I met several of the internally displaced Azerbaijanis. They long for peace, they want to go back home and again live in harmony and coexistence with all other ethnic groups in the region, including Armenians.
Durdane Agayeva, a Survivor
I am a daughter of Jewish-Polish civilians, survivors of the Holocaust in which the German Nazis systematically murdered 6 million Jews, only for being Jews.
Baseless murder of innocent people, for being who they are, whether Jews or Azerbaijanis, does not go well with my inner being. I find it to be totally obnoxiously deplorable.
Meeting with Durdane and hearing story of survival, not only enacts in me my deepest empathy, but also causes an outrage to move through my veins.
That night of February 25th, 1992, as Durdane, then a 20-year-old girl, was trying to flee into the forest to escape the advancing army, she was captured and tortured by the Armenian soldiers for endless days. Her only crime was that she was an Azerbaijani living in a land that Armenia wanted to claim to be its own at all cost.
“I can still feel their hands as they grabbed my arm and separated me from my brother. My body is a testimony to the way the baton repeatedly struck me. I shiver when I dare think about the cold night, how the wind and snow worked hand in hand with my captors to further agonize me. It has been 28 years since I was subjected to those horrors during the Khojaly Massacre, and all has remained vivid as if it happened the night before,” Durdane recalls the umpteen time one of many details of her ordeal.
The Outcome of Survival
Over the years Durdane went through a repeated spine surgeries that was badly damaged during her torture in captivity.
For many years Durdane buried the horror she faced deep in her memory. She thought that opening up to tell her trials and tribulations story would reopen the mental wounds, the only remaining attestation after the physical bruises paled away. Several years ago, while surfing Facebook, Durdane came across an article about an Armenian who was receiving an award. She recognized him and it hit her hard. It was as if she was back in that barn in 1992. The man who was receiving the award none other than the very same soldier who had ordered Durdane’s countless beatings when she was his captive. After seeing this post, she decided that the time has come to speak out, to tell her story, to offload the pain.

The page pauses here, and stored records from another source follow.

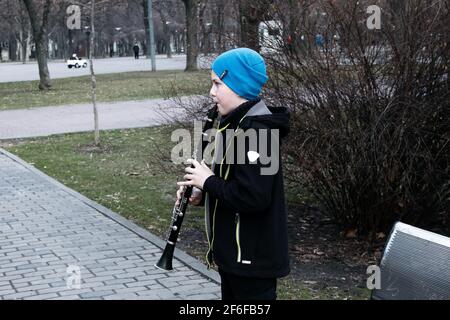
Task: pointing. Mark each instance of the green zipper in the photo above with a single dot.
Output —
(238, 225)
(211, 244)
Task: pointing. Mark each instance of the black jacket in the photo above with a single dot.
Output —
(245, 210)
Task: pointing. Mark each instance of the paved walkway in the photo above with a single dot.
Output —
(44, 121)
(50, 235)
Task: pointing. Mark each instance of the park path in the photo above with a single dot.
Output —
(57, 244)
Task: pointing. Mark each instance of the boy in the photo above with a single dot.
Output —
(244, 206)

“We often hear the saying, ‘Never Again,’ when discussing the Holocaust. The same saying applies to the Khojaly Massacre. I believe that humanity could be better off if survivors like me tell their stories of survival,” Durdane sums up her hope for a better future.
Telling Her Story
Durdane has been traveling the world sharing her story, just as some of the Holocaust’s survivors who managed to open up tell their survival story.

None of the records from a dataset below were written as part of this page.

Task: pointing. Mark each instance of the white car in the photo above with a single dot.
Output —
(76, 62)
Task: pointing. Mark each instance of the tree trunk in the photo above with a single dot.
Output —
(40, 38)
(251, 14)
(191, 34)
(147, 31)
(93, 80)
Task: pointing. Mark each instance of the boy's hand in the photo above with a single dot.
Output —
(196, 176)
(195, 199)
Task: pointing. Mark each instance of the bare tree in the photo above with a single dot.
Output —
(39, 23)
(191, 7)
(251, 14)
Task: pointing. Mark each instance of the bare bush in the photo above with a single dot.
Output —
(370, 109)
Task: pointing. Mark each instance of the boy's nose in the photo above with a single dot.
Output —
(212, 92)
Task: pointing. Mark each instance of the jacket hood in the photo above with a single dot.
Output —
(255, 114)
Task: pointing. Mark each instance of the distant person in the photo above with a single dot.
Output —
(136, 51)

The Los Angeles-produced documentary “Running From the Darkness,” featuring Khojaly survivors, provides first-hand accounts of what happened that dark and cold night in Khojaly.
Early 2020 the book ‘Eight Days In Armenian Captivity: Memories of a Girl from Khojaly,’ by Durdana Aghayeva, a written testimony of nightmarish past, was published.

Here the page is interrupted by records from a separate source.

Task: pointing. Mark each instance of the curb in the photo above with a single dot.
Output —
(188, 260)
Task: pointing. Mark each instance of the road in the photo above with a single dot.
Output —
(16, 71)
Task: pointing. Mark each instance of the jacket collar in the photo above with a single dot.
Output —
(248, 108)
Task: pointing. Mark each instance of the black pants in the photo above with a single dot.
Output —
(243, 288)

The Jewish people, who have gone through centuries of persecution and carnage, understand Durdane well. Azerbaijan’s Consulate General in Los Angeles invited Durdane and several other survivors who met with the Los Angeles Jewish community and shared their testimony about the Khojaly Massacre and other events they experienced when the Armenian forces took on the Azerbaijanis of Nagorno-Karabakh.
We all hope that the mounting international pressure on Armenia will bring about a peaceful resolution, and Durdane and other survivors will be able to finally return home.
In the meantime, with our heads down, we commemorate the 28th anniversary of the Khojaly Massacre.